I agree. A headphone jack would make so much sense.


USB audio would also be an option, but I agree, a lack of audio out for headphones or a headset seems like an error of judgement.


A portable computer like this is probably more likely to be plugged in a TV, like at hotels.


Not everyone likes their hotel porn going through the speakers :)


Thats why they invented the mute button :)


Many (most?) HDMI monitors have an audio-out jack.


Unfortunately, most new TVs don't have a 3.5mm audio jack these days.


But they do have speakers.


I just don't think a headphone jack justifies the BOM cost, given that most HDMI displays have a headphone output and Bluetooth headphones and speakers are commonplace.


What does it add, 15 cents?


Considering most phones already ditch the audio jack, I'd say it's not so surprising?

I'm a bit more disappointed there is no usable usb c - and we could use these usb c-3.5 adaptors almost everyone has now.


Apple, Samsung and others have eliminated the audio jack (for different reasons) and there was a lot of outrage but the bottom line is: acceptable Bluetooth headphones can be bought for about $10-$25 now, and are widely available.

Between Bluetooth headphones, HDMI out to the screen, HDMI audio splitters and $5 USB audio dongles, it really is a fine design choice - especially given that the RasPI’s analog audio out circuitry is low quality to begin with.


Bluetooth introduces (even more...) latency, which isn't always acceptable.


This is not a gamer machine at $70.

Yes, Bluetooth introduces a tiny bit of audio latency, which is perfectly acceptable for 98% of all use, and 99.9% of RasPI 400 uses. For the rest of the cases, use one of the other RasPI400 options, a RasPi 4 or a Razer laptop.


In my experience, bluetooth audio latency has made watching videos completely impossible, extremely annoying to be hearing something and not seeing the lips of the person moving the right way.


One of the elements in your system is either very old or borked.

I have an AppleTV4K, and everything is perfectly synced with at least 3 brands of Bluetooth headphones - an 3-year-old eKids one, a 1-year old TaoTronics one, and a 2-year old nameless one.

In the early PlayStation 2 days, many flatscreen TVs (both Plasma and LCD) had delays that made games like Guitar Hero unplayable, so the games added a latency estimation/calibration setting you could use; My 12 year old Onkyo HDMI receiver has a special "eliminate latency in game mode" setting which disables some processing features and reduces sound latency by 50ms or so.

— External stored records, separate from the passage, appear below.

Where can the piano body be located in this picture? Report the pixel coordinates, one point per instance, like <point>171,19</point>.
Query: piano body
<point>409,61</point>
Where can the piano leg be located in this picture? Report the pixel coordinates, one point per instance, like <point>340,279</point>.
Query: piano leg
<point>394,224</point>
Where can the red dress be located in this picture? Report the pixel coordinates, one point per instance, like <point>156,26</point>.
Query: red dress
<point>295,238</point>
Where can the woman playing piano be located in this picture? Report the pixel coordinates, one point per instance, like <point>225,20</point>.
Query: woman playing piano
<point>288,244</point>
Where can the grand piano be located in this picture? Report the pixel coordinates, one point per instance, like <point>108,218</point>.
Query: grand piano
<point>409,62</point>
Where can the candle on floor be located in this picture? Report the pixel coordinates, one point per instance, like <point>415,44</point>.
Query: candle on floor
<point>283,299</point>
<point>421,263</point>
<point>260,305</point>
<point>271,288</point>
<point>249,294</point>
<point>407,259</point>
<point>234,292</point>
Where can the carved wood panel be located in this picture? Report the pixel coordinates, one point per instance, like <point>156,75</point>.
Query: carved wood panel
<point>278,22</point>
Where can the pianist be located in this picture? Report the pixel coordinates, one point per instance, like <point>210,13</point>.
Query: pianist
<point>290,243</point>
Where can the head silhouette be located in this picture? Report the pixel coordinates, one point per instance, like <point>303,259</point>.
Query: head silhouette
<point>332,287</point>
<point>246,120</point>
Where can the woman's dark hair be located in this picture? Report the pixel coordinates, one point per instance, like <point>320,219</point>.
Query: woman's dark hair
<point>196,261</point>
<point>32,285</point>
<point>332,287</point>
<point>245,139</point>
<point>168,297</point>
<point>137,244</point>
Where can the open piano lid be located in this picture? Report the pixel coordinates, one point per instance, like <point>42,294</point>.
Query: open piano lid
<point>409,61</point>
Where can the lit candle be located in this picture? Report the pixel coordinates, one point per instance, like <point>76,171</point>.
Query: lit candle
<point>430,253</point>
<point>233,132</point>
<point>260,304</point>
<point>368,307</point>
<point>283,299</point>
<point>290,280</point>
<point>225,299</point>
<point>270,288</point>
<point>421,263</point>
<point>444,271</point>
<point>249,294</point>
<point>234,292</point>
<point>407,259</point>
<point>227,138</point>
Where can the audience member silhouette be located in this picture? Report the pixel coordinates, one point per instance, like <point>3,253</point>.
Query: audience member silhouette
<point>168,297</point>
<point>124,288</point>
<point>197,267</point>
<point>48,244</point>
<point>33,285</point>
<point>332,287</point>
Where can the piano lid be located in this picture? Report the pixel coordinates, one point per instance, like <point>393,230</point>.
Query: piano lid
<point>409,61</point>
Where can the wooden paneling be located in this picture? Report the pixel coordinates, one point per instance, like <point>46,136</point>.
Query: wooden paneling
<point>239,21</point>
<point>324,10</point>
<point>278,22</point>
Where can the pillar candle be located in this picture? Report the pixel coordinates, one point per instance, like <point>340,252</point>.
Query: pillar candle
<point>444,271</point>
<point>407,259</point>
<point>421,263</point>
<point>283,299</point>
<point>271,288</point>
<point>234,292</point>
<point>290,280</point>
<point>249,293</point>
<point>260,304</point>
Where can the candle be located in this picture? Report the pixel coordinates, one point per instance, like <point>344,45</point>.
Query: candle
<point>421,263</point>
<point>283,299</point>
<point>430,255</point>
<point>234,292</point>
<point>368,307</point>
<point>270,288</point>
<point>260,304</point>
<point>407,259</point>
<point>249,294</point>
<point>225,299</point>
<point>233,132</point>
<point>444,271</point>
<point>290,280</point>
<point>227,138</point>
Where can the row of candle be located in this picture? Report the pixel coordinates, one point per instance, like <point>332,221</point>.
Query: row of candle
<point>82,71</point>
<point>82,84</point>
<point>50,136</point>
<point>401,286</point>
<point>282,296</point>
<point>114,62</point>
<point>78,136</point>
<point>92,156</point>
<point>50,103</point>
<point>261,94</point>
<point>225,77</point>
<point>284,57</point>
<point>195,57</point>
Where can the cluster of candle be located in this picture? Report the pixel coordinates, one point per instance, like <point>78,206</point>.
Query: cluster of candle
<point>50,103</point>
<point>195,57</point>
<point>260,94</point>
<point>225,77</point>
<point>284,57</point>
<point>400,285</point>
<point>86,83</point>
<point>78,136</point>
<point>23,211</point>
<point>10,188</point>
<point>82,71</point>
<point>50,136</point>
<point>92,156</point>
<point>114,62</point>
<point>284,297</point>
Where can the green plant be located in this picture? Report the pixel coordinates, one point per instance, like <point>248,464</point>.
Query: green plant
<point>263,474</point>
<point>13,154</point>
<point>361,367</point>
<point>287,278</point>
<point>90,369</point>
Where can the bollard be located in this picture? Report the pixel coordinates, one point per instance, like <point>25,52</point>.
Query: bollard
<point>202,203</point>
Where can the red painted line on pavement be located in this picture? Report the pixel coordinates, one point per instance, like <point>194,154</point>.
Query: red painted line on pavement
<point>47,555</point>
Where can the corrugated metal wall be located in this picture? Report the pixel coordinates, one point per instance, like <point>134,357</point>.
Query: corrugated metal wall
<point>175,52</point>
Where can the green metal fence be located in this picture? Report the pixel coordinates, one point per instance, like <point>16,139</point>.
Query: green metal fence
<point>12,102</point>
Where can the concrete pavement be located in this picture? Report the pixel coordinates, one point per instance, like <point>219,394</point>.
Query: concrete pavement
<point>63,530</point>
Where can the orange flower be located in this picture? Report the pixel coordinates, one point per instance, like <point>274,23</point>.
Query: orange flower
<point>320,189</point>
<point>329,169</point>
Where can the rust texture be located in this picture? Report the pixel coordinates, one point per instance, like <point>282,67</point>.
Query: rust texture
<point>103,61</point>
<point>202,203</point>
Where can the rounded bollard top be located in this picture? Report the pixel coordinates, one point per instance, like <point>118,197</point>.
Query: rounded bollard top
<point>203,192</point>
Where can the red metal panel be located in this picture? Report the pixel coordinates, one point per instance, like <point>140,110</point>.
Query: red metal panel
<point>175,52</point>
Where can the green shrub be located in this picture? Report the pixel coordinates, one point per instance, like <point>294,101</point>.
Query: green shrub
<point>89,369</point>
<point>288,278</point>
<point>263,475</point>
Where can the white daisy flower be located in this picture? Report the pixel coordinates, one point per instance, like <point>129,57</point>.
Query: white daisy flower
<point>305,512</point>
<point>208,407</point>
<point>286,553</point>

It's not that there were never problems; But anything made in the last 5 years or so, especially using BT4/BT5, should not have these issues.

Edit: just tried with an 8 year old or so JBL Clip I found lying around, and it does have ~100ms latency (estimated, not measured). But the newer ones don’t have it.


IIRC both VLC Player and mpv allow you to set a keyboard shortcut for increasing/decreasing audio-video delay and are capable of streaming directly from YouTube (and I believe any website supported by youtube-dl).

I use mpv and whenever I get audio latency from my headphones* I just adjust in the player.

* - It seems like there's some adaptive algorithm where they start off at 0ms latency but if they experience one hiccup they increase to 250ms-300ms and then another hiccup causes them to jump to 500ms. This is also why a keyboard shortcut that let's you adjust the exact a-v delay value is useful beyond just setting the value once.